Cebbar isminin kula yansıması: Bu isim kendisine yansımış olan kul, uyma derecesinden uyulma derecesine yükselmiştir. Derecesinin yüksek oluşunda tektir. Hareketlerinde, tavırlarında ve davranışlarında fevkaladelikleriyle çevresindekileri  kendisine uymaya mecbur eder. Halk O’ndan istifade eder ve O’nu örnek almaya kendini mecbur hisseder. O halktan istifade edemez. O halka tesir eder, fakat halk O’na tesir edemez. O’nu  gören tekrar görmek için şevk duyar. Kimse O’nun derecesine çıkabileceğini ümit etmez.

 

O’nun halk içinde zenginliği yoktur, Allah’la zengindir. Şöhreti yoktur. Ama Allah’ı bilir ve Allah tarafından bilinir. Belki ilmi de yoktur. Marifetullah sebebiyle söyletilir.

 

Hüküm Senin, hüküm Sensin, hakim de

Kulun benim,  hükmedersin acizde…

Azîz

AZÎZ  (el-Azîz)    (9)

Eşi benzeri bulunmayan;değerli,şerefli,güçlü;daima galip olan

Kur’an-ı Kerim’de takribi 90 kadar âyette geçer. Tek başına hiç kullanılmamış olup, ya bir başka isimle birlikte veya Allah’ın izzet sahibi olduğuna dair bir niteleme ile geçer.

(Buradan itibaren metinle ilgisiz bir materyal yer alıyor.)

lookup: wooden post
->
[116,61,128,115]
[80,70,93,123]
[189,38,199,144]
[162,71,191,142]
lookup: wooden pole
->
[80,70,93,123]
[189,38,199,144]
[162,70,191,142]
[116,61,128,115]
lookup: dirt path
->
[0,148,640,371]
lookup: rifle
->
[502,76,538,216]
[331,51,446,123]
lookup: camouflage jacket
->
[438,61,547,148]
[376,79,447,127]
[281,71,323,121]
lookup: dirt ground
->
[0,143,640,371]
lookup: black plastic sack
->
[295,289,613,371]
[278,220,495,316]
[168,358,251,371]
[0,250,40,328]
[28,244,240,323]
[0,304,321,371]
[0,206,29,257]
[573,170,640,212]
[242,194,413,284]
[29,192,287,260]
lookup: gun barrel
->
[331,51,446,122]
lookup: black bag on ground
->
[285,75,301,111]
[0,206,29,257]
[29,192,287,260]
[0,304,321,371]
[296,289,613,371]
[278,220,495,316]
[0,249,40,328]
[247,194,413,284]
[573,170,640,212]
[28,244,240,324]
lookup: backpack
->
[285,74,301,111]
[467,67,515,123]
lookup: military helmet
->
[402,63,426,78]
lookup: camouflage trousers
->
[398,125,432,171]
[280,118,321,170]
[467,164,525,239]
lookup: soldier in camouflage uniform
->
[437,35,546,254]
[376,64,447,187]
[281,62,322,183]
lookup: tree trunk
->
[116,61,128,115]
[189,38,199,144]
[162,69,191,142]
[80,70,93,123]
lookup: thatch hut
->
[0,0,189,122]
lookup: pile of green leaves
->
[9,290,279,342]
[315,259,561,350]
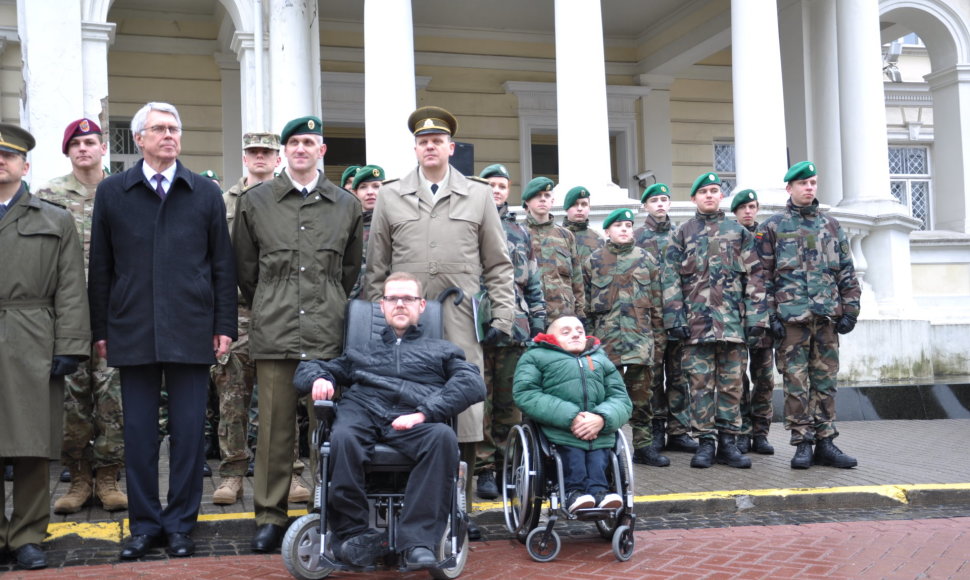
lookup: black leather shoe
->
[14,544,47,570]
[252,524,283,553]
[403,546,438,570]
[168,532,195,558]
[119,535,157,560]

1)  Alîm,Hamîd,Rahîm isimleri ile birlikte , Lâfza-i Celâl yerine kullanılmıştır.

Azîzü’l- Alîm, Azîzü’l- Hamîd, Azîzü’r- Rahîm gibi…

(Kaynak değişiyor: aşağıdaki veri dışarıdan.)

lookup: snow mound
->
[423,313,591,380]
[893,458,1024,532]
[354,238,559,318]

En’âm 96/ İbrahim 1/ Şuarâ 217

 

2) Allah, Zât’ını izzet sahibi olarak nitelendirir, Sâffât 180

 

3) Allah’a ait sıfat olarak:

“Kim izzet ve şeref istiyor idiyse ,bilsin ki izzet ve şerefin hepsi Allah’ındır.”Fâtır 10

 

“ Ey Resûlüm! İnkârcıların sözleri sakın seni üzmesin. Çünkü bütün izzet ve üstünlük Allah’a aittir.” Yunus  65

 

4) İzzetin Allah’a, Peygamberimiz’e ve mü’minlere ait olduğuna dair:            “Asıl üstünlük (izzet) Allah’ın, Peygamberinin, ve Mü’minlerindir.” Münafikûn 8

 

5) Firavun’un  kibir ve benliğini belirtmek üzere,yine izzet kullanılmıştır,lâkin çirkin bir sıfat olarak işaret edilmiştir;

“ Böylesine (Allah’dan kork!) denilince, benlik ve gurur-izzet- kendisini günaha sevkeder.” Bakara 206

“Öğüt veren Kur’an’a yemin ederim ki küfredenler, iddialarının aksine,bir gurur-izzet- ve tefrika içindedirler.”                                                               Sâd  1,2

 

6) Allah’ ın, suçluların cezasının büyük olacağına dair mutlak güç sahibi olduğunu bildiren âyetler: Âl-i İmrân 4/ Mâide 95/ İbrahim 47 / Zümer 37

“ Azîzün zü’ntikam”  intikamın aziz oluşu manâsındadır.

 

7) Azîz ismi ekseri bir başka isimle birlikte kullanılıp, diğer ismin manâsını,Azîz ismi ile birlikte kuvvetlendirmek, birbirini doğrulamak üzere kullanılmıştır:

Azîzü’l- Hakîm, Azîzü’l- Alîm, Azîzü’l- Hamîd, Azîzü’l- Kavî, Azîzü’l-Muktedir, Azîzü’r- Rahîm, Azîzü’l- Gafûr, Azîzü’l- Vehhâb  gibi…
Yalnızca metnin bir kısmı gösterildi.